I find the eigenvalues:

$ \lambda_1=\frac{-bk+\sqrt{(bk)^2-4\cdot(-bk-b)}}{2}\\ \lambda_2=\frac{-bk-\sqrt{(bk)^2-4\cdot(-bk-b)}}{2} $

I then let them equal each other:

$ (1)\qquad\frac{-bk+\sqrt{(bk)^2-4\cdot(-bk-b)}}{2}=\frac{-bk-\sqrt{(bk)^2-4\cdot(-bk-b)}}{2}\\ \quad\\ \quad\\ (2)\qquad\sqrt{(bk)^2-4\cdot(-bk-b)}=-\sqrt{(bk)^2-4\cdot(-bk-b)} $

Here my initial thought would be that the only case this is true if the term under the square root is equal zero.
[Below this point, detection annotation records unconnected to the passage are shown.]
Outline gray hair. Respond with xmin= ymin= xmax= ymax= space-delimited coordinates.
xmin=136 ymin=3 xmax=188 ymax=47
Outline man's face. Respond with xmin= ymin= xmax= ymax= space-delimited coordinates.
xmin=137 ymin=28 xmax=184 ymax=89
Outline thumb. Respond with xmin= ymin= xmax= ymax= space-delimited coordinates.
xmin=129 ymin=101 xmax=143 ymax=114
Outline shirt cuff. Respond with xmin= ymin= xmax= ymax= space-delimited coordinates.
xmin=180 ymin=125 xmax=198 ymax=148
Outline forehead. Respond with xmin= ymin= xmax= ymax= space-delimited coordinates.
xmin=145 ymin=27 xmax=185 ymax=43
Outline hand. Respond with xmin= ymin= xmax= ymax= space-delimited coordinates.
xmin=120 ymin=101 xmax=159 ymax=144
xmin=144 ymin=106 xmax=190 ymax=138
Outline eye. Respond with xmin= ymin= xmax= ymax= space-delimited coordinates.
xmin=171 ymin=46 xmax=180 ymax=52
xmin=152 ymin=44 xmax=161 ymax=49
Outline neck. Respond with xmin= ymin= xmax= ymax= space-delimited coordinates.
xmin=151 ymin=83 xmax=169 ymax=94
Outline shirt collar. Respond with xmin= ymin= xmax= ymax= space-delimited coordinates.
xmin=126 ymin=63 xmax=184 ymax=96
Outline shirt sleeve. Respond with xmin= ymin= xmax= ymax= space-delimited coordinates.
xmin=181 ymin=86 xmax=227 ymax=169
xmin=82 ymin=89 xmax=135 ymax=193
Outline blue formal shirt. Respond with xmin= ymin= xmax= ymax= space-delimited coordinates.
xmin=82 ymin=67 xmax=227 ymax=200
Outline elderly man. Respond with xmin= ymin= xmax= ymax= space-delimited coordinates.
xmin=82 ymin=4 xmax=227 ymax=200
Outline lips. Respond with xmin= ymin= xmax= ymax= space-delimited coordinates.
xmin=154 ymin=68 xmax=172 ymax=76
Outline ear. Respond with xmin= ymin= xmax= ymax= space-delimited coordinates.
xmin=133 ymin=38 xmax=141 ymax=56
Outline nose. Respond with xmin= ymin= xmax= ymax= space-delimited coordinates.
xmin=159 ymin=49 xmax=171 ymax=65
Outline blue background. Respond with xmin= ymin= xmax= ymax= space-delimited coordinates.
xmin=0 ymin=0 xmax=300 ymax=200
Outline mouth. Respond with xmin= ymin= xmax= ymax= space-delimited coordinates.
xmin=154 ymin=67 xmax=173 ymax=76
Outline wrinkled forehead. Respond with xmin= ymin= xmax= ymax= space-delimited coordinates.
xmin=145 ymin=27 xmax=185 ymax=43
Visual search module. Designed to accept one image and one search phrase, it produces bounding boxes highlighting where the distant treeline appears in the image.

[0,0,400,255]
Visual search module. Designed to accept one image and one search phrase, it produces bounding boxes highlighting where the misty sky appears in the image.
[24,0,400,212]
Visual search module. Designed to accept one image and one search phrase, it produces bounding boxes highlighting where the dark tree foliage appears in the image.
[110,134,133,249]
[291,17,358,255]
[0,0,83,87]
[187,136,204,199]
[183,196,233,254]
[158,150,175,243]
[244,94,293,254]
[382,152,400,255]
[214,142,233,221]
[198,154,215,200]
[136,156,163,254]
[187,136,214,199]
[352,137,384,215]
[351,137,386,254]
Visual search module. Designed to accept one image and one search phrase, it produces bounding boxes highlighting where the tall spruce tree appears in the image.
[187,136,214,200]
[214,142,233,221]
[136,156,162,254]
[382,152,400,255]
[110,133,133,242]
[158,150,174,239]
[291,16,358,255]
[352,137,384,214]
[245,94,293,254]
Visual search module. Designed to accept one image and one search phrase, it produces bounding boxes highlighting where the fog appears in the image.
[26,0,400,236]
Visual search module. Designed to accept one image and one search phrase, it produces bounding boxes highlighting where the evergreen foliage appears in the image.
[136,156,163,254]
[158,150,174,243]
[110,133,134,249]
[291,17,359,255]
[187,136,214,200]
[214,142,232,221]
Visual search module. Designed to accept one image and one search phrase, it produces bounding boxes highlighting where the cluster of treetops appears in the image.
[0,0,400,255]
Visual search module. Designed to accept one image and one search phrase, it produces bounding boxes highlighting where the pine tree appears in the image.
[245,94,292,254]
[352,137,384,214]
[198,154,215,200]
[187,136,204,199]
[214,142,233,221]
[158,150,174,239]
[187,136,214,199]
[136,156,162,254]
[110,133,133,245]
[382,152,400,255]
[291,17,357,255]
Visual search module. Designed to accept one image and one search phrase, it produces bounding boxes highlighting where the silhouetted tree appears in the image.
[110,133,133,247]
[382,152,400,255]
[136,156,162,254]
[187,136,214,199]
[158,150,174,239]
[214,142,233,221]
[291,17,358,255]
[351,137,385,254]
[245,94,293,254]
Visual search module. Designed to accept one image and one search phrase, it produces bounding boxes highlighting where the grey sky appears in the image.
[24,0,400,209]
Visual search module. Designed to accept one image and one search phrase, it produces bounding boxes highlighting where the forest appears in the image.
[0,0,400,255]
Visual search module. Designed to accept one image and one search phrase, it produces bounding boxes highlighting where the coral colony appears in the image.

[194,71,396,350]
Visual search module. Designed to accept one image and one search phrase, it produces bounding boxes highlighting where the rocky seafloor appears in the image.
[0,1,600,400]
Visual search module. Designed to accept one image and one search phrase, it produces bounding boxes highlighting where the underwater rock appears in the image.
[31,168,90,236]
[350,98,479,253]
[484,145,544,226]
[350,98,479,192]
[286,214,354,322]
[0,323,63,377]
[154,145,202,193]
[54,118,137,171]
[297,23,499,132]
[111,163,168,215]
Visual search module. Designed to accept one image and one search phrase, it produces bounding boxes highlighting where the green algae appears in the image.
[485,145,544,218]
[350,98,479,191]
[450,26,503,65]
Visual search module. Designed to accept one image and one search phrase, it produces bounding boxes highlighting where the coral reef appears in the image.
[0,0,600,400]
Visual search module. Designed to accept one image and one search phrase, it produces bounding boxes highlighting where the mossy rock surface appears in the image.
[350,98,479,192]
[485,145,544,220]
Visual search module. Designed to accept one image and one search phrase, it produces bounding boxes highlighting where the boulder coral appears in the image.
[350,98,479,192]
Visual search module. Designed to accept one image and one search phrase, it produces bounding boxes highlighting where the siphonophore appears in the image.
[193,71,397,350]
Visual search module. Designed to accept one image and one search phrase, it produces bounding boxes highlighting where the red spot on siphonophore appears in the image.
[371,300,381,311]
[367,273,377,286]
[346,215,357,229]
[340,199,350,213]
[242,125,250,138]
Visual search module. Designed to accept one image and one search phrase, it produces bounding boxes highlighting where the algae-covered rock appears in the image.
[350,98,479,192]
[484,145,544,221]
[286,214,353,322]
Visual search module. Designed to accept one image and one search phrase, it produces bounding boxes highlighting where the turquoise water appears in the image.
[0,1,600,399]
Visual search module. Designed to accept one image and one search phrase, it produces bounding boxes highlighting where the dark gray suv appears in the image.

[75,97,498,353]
$ b^2k^2+4bk+4b=0\\ b(bk^2+4k+4)=0 $

Since $b\neq0$ I need the term inside the parantheses to be equal 0.

$ bk^2+4k+4=0 $

I'm a bit lost from here.

I know the solution is $ -bk-k=(\frac{-bk}{2})^2 $.

The solution was provided by someone else here on Stack Exchange, he used the determinant and the trace of the matrix to come to that conclusion, which I can't seem to replicate.

Answer 1

We have that

• $Tr(A)=\lambda_1+\lambda_2=-bk$

• $\det(A)=\lambda_1\lambda_2=-(bk+b)$

and $\lambda_1=\lambda_2=\lambda$ implies

• $\lambda=-\frac{bk}2$

• $\lambda^2=-(bk+b)$

and therefore $\lambda_1=\lambda_2$ when

$$\left(-\frac{bk}2\right)^2=-(bk+b)$$

Finally recall that for $\lambda_1\neq \lambda_2$ $A$ is diagonalizable but for $\lambda_1=\lambda_2$ we need to check directly whether or not $A$ is diagonalizable.

Answer 2

$$b\neq 0, k\neq 0, A=\begin{pmatrix} 0 & 1\\ bk+b & -bk \end{pmatrix}\Rightarrow \det (A-xI)=\begin{vmatrix} -x & 1\\ bk+b & -bk-x \end{vmatrix}=0\Rightarrow$$ $$\Rightarrow x^2+bkx-(bk+b)=0\Rightarrow x=\dfrac{-bk\pm \sqrt{b^2k^2+4bk+4b}}{2}$$ $$x_1=x_2\Rightarrow b^2k^2+4bk+4b=0\Rightarrow b^2k^2=-4(bk+b)\Rightarrow \left( \dfrac{bk}{2}\right)^2=-bk-b$$ Let us now look at the eigenvectors. $$x=-\dfrac{bk}{2}\Rightarrow A-xI=\begin{pmatrix} \frac{bk}{2} & 1\\ -\left( \frac{bk}{2}\right)^2 & -\frac{bk}{2} \end{pmatrix}$$ $$\begin{pmatrix} \frac{bk}{2} & 1\\ -\left( \frac{bk}{2}\right)^2 & -\frac{bk}{2} \end{pmatrix}\begin{pmatrix} x\\ y \end{pmatrix}=\begin{pmatrix} 0\\ 0 \end{pmatrix}\Rightarrow \left\{ \begin{array}{lcc} \dfrac{bk}{2}x+y=0 \\ \\ -\left( \dfrac{bk}{2}\right)^2x-\dfrac{bk}{2}y=0 \end{array} \right.\Rightarrow bkx+2y=0\Rightarrow$$ $$E_{-\frac{bk}{2}}=\langle (-2,bk)\rangle \Rightarrow \dim \left( E_{-\frac{bk}{2}}\right) =1$$

Not diagonalizable.

Answer 3

The characteristic polynomial is $$ \det\begin{bmatrix} -X & 1\\ bk+b & -bk-X\end{bmatrix}= X^2+bkX-(bk+b) $$ The discriminant is $$ (bk)^2+4(bk+b)=b^2k^2+4bk+4b $$ If the discriminant is nonzero, then the matrix is diagonalizable (over the complex numbers), because it has two distinct eigenvalues.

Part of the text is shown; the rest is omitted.